The next weekend killer takes you right back to the day before the Mongols showed up.

6 mins read

4X strategy is a particularly challenging genre, given the number of dynamics at play. It’s not just that you need to give players a good military strategy experience. You also need to make the economic system interesting and strategic in its own right, implement a diplomacy system that isn’t easy to manipulate, and then make it authentic to whatever time period you’ve set the game. There are great examples – Crusader Kings or Nobunaga’s Ambition, for example. But it’s a particularly hard slog to bring all of that together for any developer who doesn’t have some deep resources available to it.

Related reading: Interested in playing a 4X for the first time? Knights of Honor II is a good “gateway drug.” Our review.

Field of Glory: Kingdoms will be Slitherine’s next play in the genre, and from what I’ve played so far, the ambition and understanding of the genre are both there. Developed by the specialist AGEOD team, this game takes plays from 1054 in Europe, and then covers over 200 years of history, concluding with the desperate effort to hold back the Mongols at the end.

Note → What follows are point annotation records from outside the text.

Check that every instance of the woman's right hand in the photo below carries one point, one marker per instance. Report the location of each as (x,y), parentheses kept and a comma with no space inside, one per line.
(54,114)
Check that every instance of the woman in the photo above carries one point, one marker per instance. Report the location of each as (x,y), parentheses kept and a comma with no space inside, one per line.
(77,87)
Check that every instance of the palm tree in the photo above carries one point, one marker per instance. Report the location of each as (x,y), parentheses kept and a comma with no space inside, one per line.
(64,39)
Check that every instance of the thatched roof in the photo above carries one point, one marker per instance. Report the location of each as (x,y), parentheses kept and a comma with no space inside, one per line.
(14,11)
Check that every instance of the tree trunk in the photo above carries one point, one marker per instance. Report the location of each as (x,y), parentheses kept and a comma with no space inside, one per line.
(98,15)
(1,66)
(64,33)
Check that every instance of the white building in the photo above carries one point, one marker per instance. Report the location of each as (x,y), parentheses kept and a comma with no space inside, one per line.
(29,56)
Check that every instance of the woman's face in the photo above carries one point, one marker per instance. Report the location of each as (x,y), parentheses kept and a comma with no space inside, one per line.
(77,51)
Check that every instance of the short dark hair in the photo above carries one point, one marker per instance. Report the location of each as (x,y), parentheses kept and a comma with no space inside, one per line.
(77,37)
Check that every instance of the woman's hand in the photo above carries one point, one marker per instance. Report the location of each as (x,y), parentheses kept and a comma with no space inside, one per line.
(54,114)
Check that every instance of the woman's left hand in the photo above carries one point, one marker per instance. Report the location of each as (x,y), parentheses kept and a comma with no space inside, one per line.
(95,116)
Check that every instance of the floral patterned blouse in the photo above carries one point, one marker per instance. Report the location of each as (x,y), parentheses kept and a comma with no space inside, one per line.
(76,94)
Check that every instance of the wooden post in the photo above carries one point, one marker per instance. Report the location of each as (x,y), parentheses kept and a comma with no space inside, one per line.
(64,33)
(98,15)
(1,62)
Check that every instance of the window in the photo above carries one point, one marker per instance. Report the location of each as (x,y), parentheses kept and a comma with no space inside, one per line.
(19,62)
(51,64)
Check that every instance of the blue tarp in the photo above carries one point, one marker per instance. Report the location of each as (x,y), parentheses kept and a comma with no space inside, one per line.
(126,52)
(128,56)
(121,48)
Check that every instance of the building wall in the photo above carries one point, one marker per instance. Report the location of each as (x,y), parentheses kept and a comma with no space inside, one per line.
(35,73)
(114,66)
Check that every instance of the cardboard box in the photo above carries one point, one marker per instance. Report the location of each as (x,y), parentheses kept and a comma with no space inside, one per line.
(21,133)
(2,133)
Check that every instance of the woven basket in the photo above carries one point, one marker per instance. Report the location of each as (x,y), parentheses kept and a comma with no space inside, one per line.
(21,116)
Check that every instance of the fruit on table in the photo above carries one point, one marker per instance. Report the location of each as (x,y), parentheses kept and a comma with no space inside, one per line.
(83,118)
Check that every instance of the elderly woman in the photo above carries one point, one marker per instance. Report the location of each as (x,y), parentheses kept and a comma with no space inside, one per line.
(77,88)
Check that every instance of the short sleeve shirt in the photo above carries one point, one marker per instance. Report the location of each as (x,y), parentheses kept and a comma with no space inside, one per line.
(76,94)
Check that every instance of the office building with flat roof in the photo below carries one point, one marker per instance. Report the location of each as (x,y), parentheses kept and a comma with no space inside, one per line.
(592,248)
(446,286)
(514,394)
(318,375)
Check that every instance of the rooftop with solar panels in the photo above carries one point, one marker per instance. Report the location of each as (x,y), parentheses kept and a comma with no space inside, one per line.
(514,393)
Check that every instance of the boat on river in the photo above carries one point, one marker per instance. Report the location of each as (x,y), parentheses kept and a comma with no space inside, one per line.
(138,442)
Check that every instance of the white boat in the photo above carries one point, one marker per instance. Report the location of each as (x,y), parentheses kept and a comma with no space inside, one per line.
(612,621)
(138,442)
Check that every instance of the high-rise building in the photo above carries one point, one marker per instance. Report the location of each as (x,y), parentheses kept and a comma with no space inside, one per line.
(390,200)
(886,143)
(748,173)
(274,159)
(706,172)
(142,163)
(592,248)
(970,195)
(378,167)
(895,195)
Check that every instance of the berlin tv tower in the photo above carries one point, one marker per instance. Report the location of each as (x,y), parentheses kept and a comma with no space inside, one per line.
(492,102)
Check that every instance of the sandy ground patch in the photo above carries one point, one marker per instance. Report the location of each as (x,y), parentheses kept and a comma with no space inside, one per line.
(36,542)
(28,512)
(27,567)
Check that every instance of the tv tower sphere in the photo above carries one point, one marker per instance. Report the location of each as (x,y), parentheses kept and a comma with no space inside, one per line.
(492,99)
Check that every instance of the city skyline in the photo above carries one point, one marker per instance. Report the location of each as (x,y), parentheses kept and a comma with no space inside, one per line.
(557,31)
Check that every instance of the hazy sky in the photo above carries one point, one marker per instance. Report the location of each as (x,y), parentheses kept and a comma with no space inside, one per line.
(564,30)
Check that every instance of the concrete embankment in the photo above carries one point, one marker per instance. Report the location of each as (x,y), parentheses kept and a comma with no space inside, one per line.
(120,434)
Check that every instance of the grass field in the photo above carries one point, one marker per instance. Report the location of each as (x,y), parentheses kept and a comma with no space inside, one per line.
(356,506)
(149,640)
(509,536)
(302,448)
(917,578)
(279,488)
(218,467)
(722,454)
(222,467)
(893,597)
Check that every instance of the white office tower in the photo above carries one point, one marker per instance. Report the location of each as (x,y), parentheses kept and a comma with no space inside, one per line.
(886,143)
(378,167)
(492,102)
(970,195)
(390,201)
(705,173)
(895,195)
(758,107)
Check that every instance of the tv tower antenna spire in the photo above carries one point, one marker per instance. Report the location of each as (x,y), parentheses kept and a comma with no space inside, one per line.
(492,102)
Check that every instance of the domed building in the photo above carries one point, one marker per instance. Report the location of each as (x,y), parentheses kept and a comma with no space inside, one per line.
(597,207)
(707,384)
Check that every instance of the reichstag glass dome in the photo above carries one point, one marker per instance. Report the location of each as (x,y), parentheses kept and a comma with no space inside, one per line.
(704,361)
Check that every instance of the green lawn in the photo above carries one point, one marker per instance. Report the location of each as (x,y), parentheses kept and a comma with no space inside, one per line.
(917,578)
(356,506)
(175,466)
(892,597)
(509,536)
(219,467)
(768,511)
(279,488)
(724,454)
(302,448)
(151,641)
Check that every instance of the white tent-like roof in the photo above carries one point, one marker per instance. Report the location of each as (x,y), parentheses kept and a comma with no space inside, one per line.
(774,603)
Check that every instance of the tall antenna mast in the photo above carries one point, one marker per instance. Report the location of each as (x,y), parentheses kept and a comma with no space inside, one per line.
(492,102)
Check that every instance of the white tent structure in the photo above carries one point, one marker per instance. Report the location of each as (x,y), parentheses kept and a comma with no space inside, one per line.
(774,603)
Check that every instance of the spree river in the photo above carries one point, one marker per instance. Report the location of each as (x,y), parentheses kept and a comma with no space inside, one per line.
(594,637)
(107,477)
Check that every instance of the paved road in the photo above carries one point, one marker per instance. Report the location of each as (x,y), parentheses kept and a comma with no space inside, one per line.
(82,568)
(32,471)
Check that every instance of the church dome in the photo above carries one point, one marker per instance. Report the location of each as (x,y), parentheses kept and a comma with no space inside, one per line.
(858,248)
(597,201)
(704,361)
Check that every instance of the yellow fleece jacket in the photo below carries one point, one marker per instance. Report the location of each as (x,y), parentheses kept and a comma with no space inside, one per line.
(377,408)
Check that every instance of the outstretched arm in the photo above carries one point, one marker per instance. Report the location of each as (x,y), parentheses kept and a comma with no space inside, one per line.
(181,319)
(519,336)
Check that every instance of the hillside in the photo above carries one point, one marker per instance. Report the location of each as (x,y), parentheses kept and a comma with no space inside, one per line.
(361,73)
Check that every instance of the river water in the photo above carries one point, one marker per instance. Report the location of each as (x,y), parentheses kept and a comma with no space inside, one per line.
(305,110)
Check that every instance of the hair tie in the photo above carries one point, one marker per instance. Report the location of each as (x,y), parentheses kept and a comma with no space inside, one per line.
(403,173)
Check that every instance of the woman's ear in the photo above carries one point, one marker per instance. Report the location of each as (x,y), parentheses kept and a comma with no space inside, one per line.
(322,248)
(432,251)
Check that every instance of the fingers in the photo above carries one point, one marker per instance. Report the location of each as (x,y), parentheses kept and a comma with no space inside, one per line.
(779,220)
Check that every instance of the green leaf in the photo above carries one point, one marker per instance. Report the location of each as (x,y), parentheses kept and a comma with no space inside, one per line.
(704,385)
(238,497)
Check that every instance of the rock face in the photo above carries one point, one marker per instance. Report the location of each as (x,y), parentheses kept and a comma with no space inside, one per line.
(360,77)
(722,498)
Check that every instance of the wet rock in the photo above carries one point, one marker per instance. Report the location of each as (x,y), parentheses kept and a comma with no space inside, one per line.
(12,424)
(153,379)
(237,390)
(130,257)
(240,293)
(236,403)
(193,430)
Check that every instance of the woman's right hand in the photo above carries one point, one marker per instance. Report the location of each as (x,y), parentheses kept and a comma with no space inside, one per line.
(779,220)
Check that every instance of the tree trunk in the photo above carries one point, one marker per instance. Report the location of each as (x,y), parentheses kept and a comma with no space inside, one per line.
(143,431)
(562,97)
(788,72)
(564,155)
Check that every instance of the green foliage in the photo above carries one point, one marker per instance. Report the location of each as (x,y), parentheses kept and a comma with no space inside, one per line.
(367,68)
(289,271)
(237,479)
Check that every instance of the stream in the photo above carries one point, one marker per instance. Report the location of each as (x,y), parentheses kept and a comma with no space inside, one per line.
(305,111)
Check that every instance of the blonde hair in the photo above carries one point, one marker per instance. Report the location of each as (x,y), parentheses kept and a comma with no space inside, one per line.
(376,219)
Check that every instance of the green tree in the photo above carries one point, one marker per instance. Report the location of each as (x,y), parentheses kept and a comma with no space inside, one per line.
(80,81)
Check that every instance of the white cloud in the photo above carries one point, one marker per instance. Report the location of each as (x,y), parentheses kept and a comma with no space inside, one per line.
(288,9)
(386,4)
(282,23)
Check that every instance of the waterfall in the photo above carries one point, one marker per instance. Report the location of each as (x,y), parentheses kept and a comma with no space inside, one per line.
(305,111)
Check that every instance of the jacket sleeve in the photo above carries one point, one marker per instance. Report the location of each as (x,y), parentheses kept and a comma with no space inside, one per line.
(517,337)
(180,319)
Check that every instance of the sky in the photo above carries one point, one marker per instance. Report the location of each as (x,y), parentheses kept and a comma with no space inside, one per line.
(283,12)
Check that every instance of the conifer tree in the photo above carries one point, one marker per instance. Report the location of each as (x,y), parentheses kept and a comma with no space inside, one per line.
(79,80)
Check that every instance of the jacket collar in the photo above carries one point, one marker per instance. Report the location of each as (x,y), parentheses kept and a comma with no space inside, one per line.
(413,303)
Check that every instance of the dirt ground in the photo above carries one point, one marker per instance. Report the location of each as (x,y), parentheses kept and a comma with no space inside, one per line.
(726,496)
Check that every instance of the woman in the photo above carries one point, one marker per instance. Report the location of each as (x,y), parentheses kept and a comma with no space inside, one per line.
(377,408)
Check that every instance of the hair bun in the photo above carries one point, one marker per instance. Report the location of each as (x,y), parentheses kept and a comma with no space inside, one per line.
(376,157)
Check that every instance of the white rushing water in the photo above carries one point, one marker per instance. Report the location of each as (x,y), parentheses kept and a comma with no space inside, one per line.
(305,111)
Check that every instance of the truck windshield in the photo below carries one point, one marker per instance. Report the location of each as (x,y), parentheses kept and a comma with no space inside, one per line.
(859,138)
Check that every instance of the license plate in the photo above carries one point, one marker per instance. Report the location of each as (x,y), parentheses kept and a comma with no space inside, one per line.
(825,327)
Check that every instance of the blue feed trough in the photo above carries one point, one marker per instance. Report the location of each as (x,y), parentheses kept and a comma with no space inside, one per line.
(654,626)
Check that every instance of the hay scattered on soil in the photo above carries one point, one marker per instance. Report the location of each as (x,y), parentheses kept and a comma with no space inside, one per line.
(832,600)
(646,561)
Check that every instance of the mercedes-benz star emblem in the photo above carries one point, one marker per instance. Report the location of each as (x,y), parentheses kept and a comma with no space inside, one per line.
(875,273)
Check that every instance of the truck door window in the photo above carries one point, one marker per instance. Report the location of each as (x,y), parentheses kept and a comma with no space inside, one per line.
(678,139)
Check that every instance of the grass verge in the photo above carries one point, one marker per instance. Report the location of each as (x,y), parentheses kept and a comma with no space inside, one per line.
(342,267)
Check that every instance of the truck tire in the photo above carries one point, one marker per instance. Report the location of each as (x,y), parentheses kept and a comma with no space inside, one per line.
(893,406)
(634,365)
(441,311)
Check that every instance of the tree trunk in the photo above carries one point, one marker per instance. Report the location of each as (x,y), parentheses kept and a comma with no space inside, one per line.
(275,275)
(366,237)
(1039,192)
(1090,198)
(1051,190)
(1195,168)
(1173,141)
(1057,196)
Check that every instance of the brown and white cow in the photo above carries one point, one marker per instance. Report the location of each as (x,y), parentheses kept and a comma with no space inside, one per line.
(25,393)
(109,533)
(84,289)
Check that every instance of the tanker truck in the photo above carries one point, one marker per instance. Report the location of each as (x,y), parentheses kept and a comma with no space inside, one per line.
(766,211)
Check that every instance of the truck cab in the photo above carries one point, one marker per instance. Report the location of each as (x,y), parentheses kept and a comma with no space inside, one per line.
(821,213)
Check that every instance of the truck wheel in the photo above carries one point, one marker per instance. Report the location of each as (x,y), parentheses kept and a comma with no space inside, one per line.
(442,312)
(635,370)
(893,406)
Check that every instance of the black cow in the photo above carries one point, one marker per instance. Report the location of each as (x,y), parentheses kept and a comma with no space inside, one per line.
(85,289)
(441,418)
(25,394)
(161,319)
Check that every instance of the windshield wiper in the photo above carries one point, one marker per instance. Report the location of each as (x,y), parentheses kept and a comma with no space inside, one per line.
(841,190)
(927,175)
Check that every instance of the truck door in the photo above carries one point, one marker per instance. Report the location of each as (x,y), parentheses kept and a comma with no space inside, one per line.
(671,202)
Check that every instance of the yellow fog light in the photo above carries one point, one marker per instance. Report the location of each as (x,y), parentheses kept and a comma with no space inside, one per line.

The dominant players in the games I’ve played in the scenarios I’ve messed around with have been England, France and the Holy Roman Empire, but there are also plenty of minor nations to test yourself with, such as Scotland or Aragon. The numbers that the developer is citing for the full game is impressive too: 375 factions, 325 units, 600 buildings, and 90 cultural traits.

Screenshots from Field of Glory: Kingdoms

It’s not just about the military strength. You need to maintain Authority over your territories to keep control. This acts like a resource that fluctuates, and if you go about declaring war with impunity and let your nation become destabilised, it is liable to descent into chaos.

That’s just one idea that AGEOD has cribbed from the likes of Paradox to spin into its own take. You also need to grapple with dynasties and make sure that you keep your succession lines strong. There’s also a religion system. If your neighbour belongs to a different religion, wars are more likely to break out. Furthermore, if you lose too many holy cities, a Crusade of Jihad can form, and as anyone who knows anything about history knows, that was not a good time for anyone.

What is perhaps most intriguing, however, is that Field of Glory: Kingdoms has Field of Glory 2 integration built into it. Field of Glory 2 is a tactical battle-level strategy game, meaning that when units clash in Field of Glory: Kingdoms, you can export that battle, load it up in Field of Glory 2, play through the battle there, and then load the results back up into Kingdoms. By default combat in Kingdoms plays out automatically, so I feel like there are times I could have helped my armies perform better.

A screenshot from Field of Glory: Kingdoms

Unfortunately, I don’t actually own Field of Glory 2 (I will remedy that before writing a full review), and the whole “export, play and then import” approach does sound more clumsy than the elegant transition between the regional empire-building and on-the-ground tactics of something like the Total War series. Then again, Field of Glory’s strategy is turn-based, and I do prefer that to real-time strategy.

I do think that Field of Glory: Kingdoms will struggle to make a big splash. Nobunaga’s Ambition and Crusader Kings is on everything at this point, offers an almost obscene amount of depth itself, and has some lovely presentation. AGEOD’s, by comparison, is much more functional. It’s easy to make your way around the interface (after completing the tutorial at any rate), and follow along with the amount of information being thrown at you. It just doesn’t have the gorgeous aesthetics that the higher-profile 4Xes do. The loading screens, which depict medieval art, are lovely though.

As with any 4X, it takes a long time to know if you truly love a game like Field of Glory: Kingdoms or not. It takes many hours of play to properly gauge whether balancing is calibrated well when in such complex games with such nuanced and interconnected systems. But after a few hours of puttering around, I am impressed by what I’ve seen in Field of Glory: Kingdoms. It’s clearly a genre play and people that are deep into the genre will consider it, but I have faith that the people behind it are such veterans of that genre that they’ll do both the history and military and diplomatic context justice.